It is also the question that many moviegoers may ask when they sit down to watch Stranger Than Fiction. The film stars Will Ferrell, the Saturday Night Live alumnus who is best known for playing outrageously cartoonish characters like Ron Burgundy and Ricky Bobby—but it never feels like a Will Ferrell comedy. True, it is kind of quirky, but it is also rather sad and melancholic. Like Adam Sandler in Punch-Drunk Love, Ferrell is playing a character who resembles some of his other roles, but he reins in any urge he might have had to ham things up; instead, he puts his skills to the service of an ambitious story told by a filmmaker who truly knows his craft.

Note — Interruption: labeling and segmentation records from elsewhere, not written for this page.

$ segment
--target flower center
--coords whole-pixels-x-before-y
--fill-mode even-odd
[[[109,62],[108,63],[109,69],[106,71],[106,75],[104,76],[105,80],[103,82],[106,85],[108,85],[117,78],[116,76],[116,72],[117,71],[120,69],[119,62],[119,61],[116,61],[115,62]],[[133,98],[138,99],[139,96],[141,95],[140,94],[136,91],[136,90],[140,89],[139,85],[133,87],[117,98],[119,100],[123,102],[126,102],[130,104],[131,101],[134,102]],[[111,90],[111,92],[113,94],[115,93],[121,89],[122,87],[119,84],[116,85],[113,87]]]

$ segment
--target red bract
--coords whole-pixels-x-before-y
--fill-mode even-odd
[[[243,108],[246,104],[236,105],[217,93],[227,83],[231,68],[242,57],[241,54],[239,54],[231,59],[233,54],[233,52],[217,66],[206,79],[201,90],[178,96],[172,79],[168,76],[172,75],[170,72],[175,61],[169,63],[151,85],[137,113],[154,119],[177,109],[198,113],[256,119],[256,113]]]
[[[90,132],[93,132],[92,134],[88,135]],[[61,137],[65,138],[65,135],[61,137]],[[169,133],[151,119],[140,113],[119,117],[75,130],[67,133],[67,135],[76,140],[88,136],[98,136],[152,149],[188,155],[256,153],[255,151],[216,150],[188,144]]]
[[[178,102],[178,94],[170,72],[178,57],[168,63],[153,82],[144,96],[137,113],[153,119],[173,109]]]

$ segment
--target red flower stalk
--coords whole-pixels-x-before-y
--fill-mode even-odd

Will Ferrell gets serious and dramatic as Harold Crick
So, to the story. Harold Crick is an IRS agent whose life is little more than a string of dull, dreary, methodical routines. Every morning he brushes his teeth a certain number of times, and he walks a certain number of steps across the street to catch his bus—and the film annotates his activities with pop-up diagrams that track his every move. Harold's activities are described to us by a female voice-over narrator—and then, one morning, Harold hears the voice for himself. At first this is merely annoying, and it drives Harold nuts—but then the woman's voice makes a cryptic reference to Harold's imminent death, and Harold begins to fear for his life.
The voice belongs to Kay Eiffel (Emma Thompson), a novelist who has a bad case of writer's block; the problem is so bad, in fact, that the publisher has sent her an assistant named Penny Escher (Queen Latifah) to goad her into finishing her latest book. We learn that Kay has a reputation for killing off her main characters, and the reason her current novel is stuck in limbo is because she can't figure out how to bump off the main character—who just happens to be Harold Crick.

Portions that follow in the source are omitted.